Japanese Woodworking Tools- Discovering their merits
When I first started woodwork in the early 1970s, I dabbled in a few different variations on the theme, one of which was sculpture and carving. I bought a decent set of Marples ‘Blue Chip’ sculpture gouges. I also purchased a fairly comprehensive set of Ashley Isles rosewood handled carving tools. Also on the list was a maul or two and some sharpening gear. Up until this point, I’d never tried out any Japanese woodworking tools but we’ll come to that bit shortly.
Alas, the Grinling Gibbons’ mojo didn’t surface or come anywhere near to raising its head over the parapet. Like so many of my early hand tool acquisitions, they got sold on and were replaced by cabinet making equipment.

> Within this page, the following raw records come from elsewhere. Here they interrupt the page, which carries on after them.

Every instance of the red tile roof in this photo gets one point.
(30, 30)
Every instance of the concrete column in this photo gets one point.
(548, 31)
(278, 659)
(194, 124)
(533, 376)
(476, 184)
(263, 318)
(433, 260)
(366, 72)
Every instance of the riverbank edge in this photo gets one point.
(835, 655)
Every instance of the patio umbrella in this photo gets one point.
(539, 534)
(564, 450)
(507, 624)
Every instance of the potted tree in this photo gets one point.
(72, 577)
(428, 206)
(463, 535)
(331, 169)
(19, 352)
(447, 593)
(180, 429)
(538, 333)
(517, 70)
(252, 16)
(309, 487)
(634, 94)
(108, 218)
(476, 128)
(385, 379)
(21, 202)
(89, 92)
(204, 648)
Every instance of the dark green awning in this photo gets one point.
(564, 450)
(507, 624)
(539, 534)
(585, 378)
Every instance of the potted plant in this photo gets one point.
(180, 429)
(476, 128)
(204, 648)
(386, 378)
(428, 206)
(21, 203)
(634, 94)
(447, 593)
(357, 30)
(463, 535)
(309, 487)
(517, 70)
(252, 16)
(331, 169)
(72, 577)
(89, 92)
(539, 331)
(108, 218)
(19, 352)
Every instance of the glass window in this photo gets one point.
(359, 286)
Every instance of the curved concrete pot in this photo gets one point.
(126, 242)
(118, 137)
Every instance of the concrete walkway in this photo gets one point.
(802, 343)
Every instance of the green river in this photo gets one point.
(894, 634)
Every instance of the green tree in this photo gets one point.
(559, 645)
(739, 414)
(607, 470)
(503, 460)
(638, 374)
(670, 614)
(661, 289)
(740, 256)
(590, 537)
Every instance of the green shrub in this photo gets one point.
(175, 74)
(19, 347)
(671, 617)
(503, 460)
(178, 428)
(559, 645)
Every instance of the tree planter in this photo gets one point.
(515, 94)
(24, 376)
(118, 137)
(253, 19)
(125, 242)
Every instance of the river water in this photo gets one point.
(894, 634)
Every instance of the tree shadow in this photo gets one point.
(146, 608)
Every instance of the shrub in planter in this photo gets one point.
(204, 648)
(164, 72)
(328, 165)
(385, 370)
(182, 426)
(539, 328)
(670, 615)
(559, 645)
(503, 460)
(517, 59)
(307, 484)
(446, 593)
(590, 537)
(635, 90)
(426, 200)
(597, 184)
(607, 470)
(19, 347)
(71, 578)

However, one of the elements of cabinet work is sculptural, where flowing lines are embodied within the piece. This is perhaps best illustrated by the work of Hans Wegner in the late 1940s with ‘the Chair’. Even after more than 60 years, it is still the most elegant place ever created in which to park one’s rear end.
Getting the job done
Much of this sort of work can be done with spokeshaves of which I have a pair, and a selection of rasps is also essential for getting into those tighter sweeps or bends. I have a few from a different source which are effective. However, no matter how good, (and there are some very good and very expensive handmade ones available) they still leave a finish which has more in common with a ploughed field than the shimmering silkiness of a finely finished wooden surface.

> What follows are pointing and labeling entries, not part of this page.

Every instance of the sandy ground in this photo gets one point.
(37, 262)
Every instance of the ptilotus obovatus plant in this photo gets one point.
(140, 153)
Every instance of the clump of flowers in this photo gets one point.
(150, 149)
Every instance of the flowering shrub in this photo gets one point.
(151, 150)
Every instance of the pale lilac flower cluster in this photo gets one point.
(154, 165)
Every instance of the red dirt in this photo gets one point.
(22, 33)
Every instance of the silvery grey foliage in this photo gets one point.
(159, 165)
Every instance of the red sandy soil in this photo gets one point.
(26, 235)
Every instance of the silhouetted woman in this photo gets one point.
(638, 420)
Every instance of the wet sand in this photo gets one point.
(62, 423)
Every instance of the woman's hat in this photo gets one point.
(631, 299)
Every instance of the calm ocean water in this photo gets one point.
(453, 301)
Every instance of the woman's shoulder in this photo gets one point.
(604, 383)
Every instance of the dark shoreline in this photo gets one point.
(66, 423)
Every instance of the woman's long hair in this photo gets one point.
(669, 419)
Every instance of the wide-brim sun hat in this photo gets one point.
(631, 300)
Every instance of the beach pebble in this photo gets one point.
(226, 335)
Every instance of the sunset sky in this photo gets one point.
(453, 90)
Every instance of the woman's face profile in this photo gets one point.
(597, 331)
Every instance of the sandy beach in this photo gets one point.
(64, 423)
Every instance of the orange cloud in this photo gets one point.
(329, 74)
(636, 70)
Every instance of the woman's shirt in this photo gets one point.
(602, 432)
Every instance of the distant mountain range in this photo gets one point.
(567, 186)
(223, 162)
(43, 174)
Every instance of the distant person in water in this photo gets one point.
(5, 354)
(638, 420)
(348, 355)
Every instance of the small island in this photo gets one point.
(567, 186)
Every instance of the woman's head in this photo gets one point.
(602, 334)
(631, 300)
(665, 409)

Discovering Japanese Woodworking Tools
In view of this poor finish from a conventional rasp, it was suggested that I try out some of our Japanese carver’s files as they’re a bit different, but quite how different was a revelation. Unfortunately, I didn’t have a current project that was suitable. That was until I suddenly remembered that I had a plane requiring a new handle. I had some suitable bits of teak that would suffice. I cut some off for the front turned knob and the rear tote to leave a little extra to grip in the vice.
It has to be said that initially these Japanese woodworking tools don’t look like much. Firstly, there’s no needle sharp, fearsome gnarly teeth as you’d expect with a conventional rasp. Instead, there’s just rows of slightly curved, innocuous looking serrations. In fact, they are rather mundane and a bit boring.
Like a lot of Japanese woodworking tools, it’s only when you use them that you realise they’ve created something quite exceptional. The cut is extremely aggressive. At the same time, the finish is so polished it requires no more than sanding. I used some strips of sandpaper to smooth the tote to the required profile and after a bit more ‘fiddling’ it was ready, together with the front knob, to be fitted to the plane.